Hintergründe

Aus dem Auge, aus dem Sinn! So lautete in Deutschland und anderswo lange Jahre das Motto in der Entsorgung, damals noch Müllabfuhr genannt. Aspekte der Entsorgung kamen erst dann zum Tragen, wenn ein Gut nicht mehr gebraucht wurde. Bei der Entwicklung, Konstruktion und Produktion von Gütern spielte die spätere Entsorgung allenfalls eine untergeordnete Rolle. An die Vermeidung und Verwertung wurde lange überhaupt nicht gedacht.

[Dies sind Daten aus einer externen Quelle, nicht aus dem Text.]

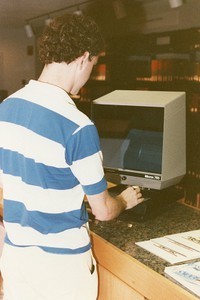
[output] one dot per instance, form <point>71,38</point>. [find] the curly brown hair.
<point>67,37</point>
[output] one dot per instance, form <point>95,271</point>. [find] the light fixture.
<point>175,3</point>
<point>48,21</point>
<point>78,11</point>
<point>29,30</point>
<point>119,9</point>
<point>28,27</point>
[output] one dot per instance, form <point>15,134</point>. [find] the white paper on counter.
<point>174,248</point>
<point>186,274</point>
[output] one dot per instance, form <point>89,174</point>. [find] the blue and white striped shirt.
<point>49,158</point>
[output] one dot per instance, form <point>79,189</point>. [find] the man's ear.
<point>85,57</point>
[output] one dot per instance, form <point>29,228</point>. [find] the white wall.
<point>15,64</point>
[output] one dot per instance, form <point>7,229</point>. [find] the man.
<point>49,159</point>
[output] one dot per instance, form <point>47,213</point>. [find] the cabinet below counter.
<point>128,272</point>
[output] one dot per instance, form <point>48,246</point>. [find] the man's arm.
<point>104,207</point>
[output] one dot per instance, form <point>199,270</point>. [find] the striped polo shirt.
<point>49,158</point>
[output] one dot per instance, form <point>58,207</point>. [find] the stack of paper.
<point>186,274</point>
<point>175,248</point>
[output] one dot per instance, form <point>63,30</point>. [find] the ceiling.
<point>15,13</point>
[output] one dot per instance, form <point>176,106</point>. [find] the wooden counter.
<point>122,277</point>
<point>128,272</point>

Diese Ex-und-Hopp-Zeiten sind vorbei, die Situation heute hat sich entscheidend verändert. Das gestiegene Umweltbewusstsein und die Erkenntnis, dass die Ressourcen der Erde nicht grenzenlos sind, führten zu einem bewussteren Umgang mit den Dingen, die wir nicht mehr brauchen. Mit dem Ziel, Abfälle zu vermeiden und möglichst viele Stoffe erneut zu nutzen, rückten Vermeidungsstrategien sowie Recycling- und Verwertungsmöglichkeiten in den Mittelpunkt des gesellschaftlichen Interesses und der industriellen Forschung und Produktion.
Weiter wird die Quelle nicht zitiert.